開催にあたり、納豆連の野呂剛弘会長は「米国大豆は日本の納豆メーカーにとって、最も大事な原材料の一つ。生産者とメーカーの交流がさらに深まることを望む」とあいさつ。さらに納豆市場については、17年の消費金額が3%増と堅調に伸長していることから、18年はさらに拡大し、市場規模は2,080億円に達する見通しを示した。

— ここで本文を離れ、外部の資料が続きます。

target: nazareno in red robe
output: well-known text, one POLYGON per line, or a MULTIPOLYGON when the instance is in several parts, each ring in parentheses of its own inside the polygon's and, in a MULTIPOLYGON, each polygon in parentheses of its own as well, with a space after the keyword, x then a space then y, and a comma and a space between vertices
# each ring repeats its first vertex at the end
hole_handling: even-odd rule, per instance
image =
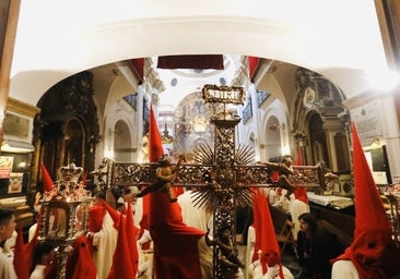
POLYGON ((150 194, 149 211, 156 278, 201 278, 197 243, 204 232, 183 222, 179 205, 169 203, 166 193, 150 194))

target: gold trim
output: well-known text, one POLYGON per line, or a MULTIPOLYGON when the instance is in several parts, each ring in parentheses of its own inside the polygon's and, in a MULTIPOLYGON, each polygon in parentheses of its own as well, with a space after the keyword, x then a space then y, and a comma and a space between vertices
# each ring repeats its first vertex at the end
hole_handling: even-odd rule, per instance
POLYGON ((16 112, 25 117, 34 118, 40 109, 30 104, 9 97, 7 104, 7 110, 10 112, 16 112))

次いでノースダコタ大豆協会のダン・スピーカー・マイヤー氏は「米国にとって、日本は中国、メキシコに次ぐ重要な食品大豆の市場であり、とりわけ分別流通大豆市場においては1番だ。これからも良質な大豆を提供していきたい」とあいさつした。

鑑評会で「レッド・リバー・バレー」賞を提供している、北米食品大豆協会のボブ・シナー氏は、米国の大豆生産地は北部に多く、生産に適した農地に加え、収穫した大豆の保管においても、雪が多く降る北部ならではの気候が有利に働くといった長所をアピールした。

続いて参加者全員によるディスカッションが行われ、その中でも消費者庁で現在検討されている、GMO表示制度におけるNon表示(遺伝子組み換えでない)の厳格化案を巡り活発な議論がなされた。

米国の生産者は「検出限界の0.01以下が(Non表示の)条件になると、遺伝子検査を導入する必要があり、非常に大変でコストもかなりかかる。0.5%ならできるかも知れないが」との見解を示した。野呂会長は「納豆連としても0.01%はあまりにも厳しすぎると思うし、経済が混乱する。明確に反対するパブリックコメントを出していきたい」と述べた。これに対して、米国の生産者からは協力を惜しまないとする発言が聞かれた。